Because of alternative splicing, for each gene, there are often several transcripts. In the human genome, there are an average of 3.4 transcripts per gene (Tung, 2020). Users often want to identify a representative example of a gene - even if there's no biological basis for the motivation, and hence the demand for identifying a canonical transcript.

Golden Helix Blog

A few years ago, the scientists at Golden Helix wrote an excellent post about the pitfalls and issues surrounding the identification of canonical transcripts: What’s in a Name: The Intricacies of Identifying Variants.

RefSeq Canonical

Tag from Source

RefSeq GFF3 files provide tags that help identify a transcript as canonical. If either tag=MANE Select or tag=RefSeq Select is present for a transcript entry, it is tagged as canonical.

NC_000001.11    BestRefSeq      mRNA    65419   71585   .       +       .       ID=rna-NM_001005484.2;Parent=gene-OR4F5;Dbxref=Ensembl:ENST00000641515.2,GeneID:79501,GenBank:NM_001005484.2,HGNC:HGNC:14825;Name=NM_001005484.2;gbkey=mRNA;gene=OR4F5;product=olfactory receptor family 4 subfamily F member 5;tag=MANE Select;transcript_id=NM_001005484.2
NC_000001.11 BestRefSeq mRNA 41628749 41628816 . - . ID=rna-NM_001415000.1;Parent=gene-LOC128125817;Dbxref=GeneID:128125817,GenBank:NM_001415000.1;Name=NM_001415000.1;Note=The RefSeq transcript aligns at 83%25 coverage compared to this genomic sequence;exception=annotated by transcript or proteomic data;gbkey=mRNA;gene=LOC128125817;inference=similar to RNA sequence%2C mRNA (same species):RefSeq:NM_001415000.1;partial=true;product=uncharacterized protein;start_range=.,41628749;tag=RefSeq Select;transcript_id=NM_001415000.1

If only one transcript is marked canonical the algorithm terminates. Otherwise, the following steps are performed in the order listed.

Gene with single transcript

If a gene has only one transcript and it is not marked canonical from RefSeq, we mark it as canonical.

Using HGNC

If the HGNC transcript associated with the gene is found (independent of the version number), it is marked as canonical.

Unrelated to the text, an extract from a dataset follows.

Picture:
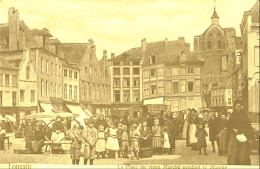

The same strategy is applied if multiple transcripts are marked canonical for a gene.

Longest CDS/cDNA Heuristic

The canonical transcript is defined as either the longest CDS, if the gene has translated transcripts, or the longest cDNA.

Ensembl Canonical

The algorithm used to select the canonical transcript is described here. With every release, Ensembl publishes a file named gene.txt.gz that marks the canonical transcript for every gene. For example, for Release 113 the file can be found here. The canonical transcript id is the 12th column in gene.txt.gz.